Events in the ‘Rebel County’ of Cork have played a central role in popular memory and historiography of the Irish Revolution. The county contributes some of the most prominent aspects of the Revolution’s central narrative: the figure of Clonakilty’s Michael Collins and his death at Béal na Bláth; the murder of Tomás Mac Curtain; the hunger strike and death of Terence MacSwiney; and the actions of Tom Barry’s West Cork ‘Flying Column’.
This book takes a new approach to understanding conflict in Cork through analysis of patterns of death, spatially and chronologically, during the conflicts of 1912–23. It also analyses in new ways the scale and nature of the Cork IRA’s operations during the War of Independence, and both IRA and National Army activities during the Civil War. In so doing, it suggests that some past work has been overly focused on violence in West Cork, especially a few specific incidents. It argues that, overall, West Cork was no more violent than the rest of the county; indeed, the bulk of deaths and operations took place in the area covered by the IRA’s Cork 1 Brigade centred on Cork City.

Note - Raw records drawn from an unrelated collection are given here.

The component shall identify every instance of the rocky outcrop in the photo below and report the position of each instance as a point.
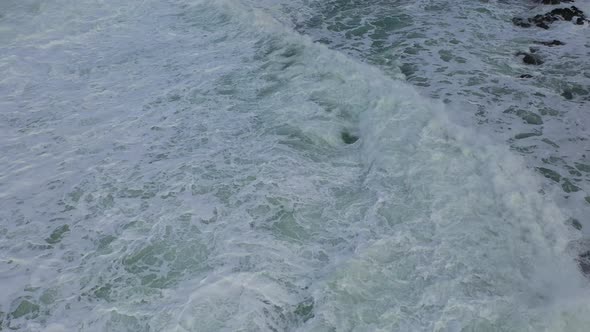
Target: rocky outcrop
(558, 14)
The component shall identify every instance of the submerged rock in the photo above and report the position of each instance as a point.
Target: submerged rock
(543, 20)
(530, 58)
(552, 43)
(348, 138)
(567, 95)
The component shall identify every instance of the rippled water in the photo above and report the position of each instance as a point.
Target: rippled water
(288, 166)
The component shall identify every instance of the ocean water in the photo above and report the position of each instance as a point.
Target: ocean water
(339, 165)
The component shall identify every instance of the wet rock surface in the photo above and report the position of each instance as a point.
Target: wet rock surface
(558, 14)
(530, 58)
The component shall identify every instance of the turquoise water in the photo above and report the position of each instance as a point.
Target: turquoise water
(267, 166)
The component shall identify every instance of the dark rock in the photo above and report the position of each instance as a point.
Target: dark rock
(554, 42)
(575, 223)
(584, 262)
(567, 13)
(569, 187)
(531, 59)
(349, 138)
(522, 22)
(543, 20)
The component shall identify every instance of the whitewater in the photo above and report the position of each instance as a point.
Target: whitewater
(241, 165)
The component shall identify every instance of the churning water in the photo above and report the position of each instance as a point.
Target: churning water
(241, 165)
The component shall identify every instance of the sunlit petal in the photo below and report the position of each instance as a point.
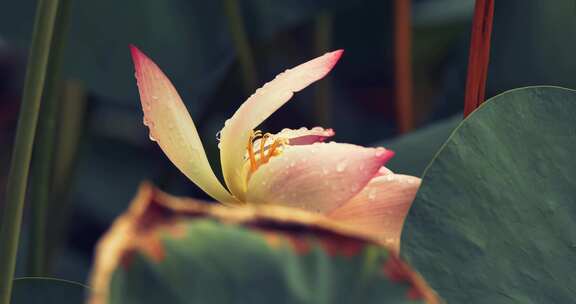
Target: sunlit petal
(266, 100)
(381, 207)
(317, 177)
(172, 127)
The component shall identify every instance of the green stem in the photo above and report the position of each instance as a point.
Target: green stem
(22, 151)
(242, 45)
(70, 126)
(42, 162)
(322, 44)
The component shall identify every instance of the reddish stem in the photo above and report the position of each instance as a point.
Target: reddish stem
(479, 55)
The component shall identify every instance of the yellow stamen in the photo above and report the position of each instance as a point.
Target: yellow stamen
(273, 150)
(263, 145)
(253, 136)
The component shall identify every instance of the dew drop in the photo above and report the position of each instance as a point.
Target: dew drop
(341, 166)
(372, 195)
(152, 138)
(380, 152)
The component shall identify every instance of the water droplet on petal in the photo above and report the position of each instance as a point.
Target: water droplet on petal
(372, 195)
(341, 166)
(380, 152)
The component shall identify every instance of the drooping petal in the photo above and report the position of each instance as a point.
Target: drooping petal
(172, 127)
(381, 207)
(317, 177)
(266, 100)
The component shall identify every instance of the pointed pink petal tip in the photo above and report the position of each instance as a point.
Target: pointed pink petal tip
(387, 155)
(334, 57)
(137, 56)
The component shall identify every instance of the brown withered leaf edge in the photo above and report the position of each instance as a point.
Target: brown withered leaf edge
(153, 210)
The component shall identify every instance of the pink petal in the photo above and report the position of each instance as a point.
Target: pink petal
(266, 100)
(317, 177)
(381, 207)
(172, 127)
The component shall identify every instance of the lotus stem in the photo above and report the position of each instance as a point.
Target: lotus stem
(22, 152)
(479, 55)
(43, 161)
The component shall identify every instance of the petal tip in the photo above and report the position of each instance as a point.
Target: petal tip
(138, 57)
(334, 57)
(384, 154)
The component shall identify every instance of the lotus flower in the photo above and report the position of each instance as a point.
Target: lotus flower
(294, 168)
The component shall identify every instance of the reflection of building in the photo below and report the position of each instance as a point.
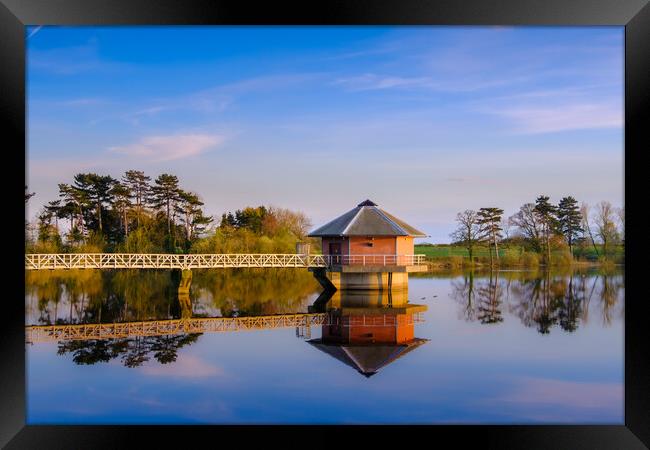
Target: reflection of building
(369, 330)
(368, 248)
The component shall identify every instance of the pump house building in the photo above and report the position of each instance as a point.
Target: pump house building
(369, 248)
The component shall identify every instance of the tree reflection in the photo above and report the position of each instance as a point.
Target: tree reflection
(489, 300)
(133, 351)
(539, 300)
(481, 300)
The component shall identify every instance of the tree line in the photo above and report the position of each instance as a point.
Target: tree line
(136, 214)
(541, 227)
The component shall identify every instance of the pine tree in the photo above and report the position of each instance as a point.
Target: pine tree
(122, 202)
(546, 213)
(165, 194)
(139, 186)
(97, 191)
(489, 219)
(569, 220)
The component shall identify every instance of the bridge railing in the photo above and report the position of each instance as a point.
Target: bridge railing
(167, 261)
(38, 261)
(376, 260)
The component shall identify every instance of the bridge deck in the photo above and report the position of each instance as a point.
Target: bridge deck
(39, 261)
(54, 333)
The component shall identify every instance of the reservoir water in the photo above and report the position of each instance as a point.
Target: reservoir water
(511, 347)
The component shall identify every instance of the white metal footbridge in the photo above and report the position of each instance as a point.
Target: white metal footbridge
(40, 261)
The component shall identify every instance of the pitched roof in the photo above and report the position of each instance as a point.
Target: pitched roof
(367, 219)
(367, 359)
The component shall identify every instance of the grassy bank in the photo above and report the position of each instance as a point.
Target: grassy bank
(445, 257)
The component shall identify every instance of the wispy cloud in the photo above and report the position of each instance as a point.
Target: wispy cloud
(567, 394)
(168, 148)
(186, 366)
(70, 60)
(532, 120)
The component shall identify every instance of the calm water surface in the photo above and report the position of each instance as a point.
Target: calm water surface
(513, 347)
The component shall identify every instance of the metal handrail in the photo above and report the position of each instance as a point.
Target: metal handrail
(38, 261)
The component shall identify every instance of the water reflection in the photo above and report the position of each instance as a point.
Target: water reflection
(541, 300)
(367, 330)
(364, 329)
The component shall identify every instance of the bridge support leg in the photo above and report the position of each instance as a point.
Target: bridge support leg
(186, 281)
(328, 284)
(186, 305)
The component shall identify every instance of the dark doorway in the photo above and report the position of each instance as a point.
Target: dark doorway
(335, 252)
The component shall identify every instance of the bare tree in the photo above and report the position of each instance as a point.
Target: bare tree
(468, 232)
(528, 224)
(584, 212)
(605, 225)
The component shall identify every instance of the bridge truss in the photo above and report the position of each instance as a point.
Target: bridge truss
(55, 333)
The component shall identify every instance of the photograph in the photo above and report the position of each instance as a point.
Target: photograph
(325, 225)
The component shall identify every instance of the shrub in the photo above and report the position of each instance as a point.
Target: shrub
(563, 258)
(510, 258)
(456, 261)
(529, 259)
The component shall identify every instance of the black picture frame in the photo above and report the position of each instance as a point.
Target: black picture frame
(633, 14)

At the same time, the story of the First World War is woven into that of the Irish Revolution, showing how the two informed each other. Cork had two strands of parliamentary nationalism (particularly William O’Brien’s All-for-Ireland League but also the Irish Parliamentary Party), both of which supported the British war effort in different ways, ultimately leading to their replacement by Sinn Féin in 1918.
Professor Richard S. Grayson is Head of the School of Education, Humanities and Languages at Oxford Brookes University, and has published extensively on Ireland’s 1912-23 period.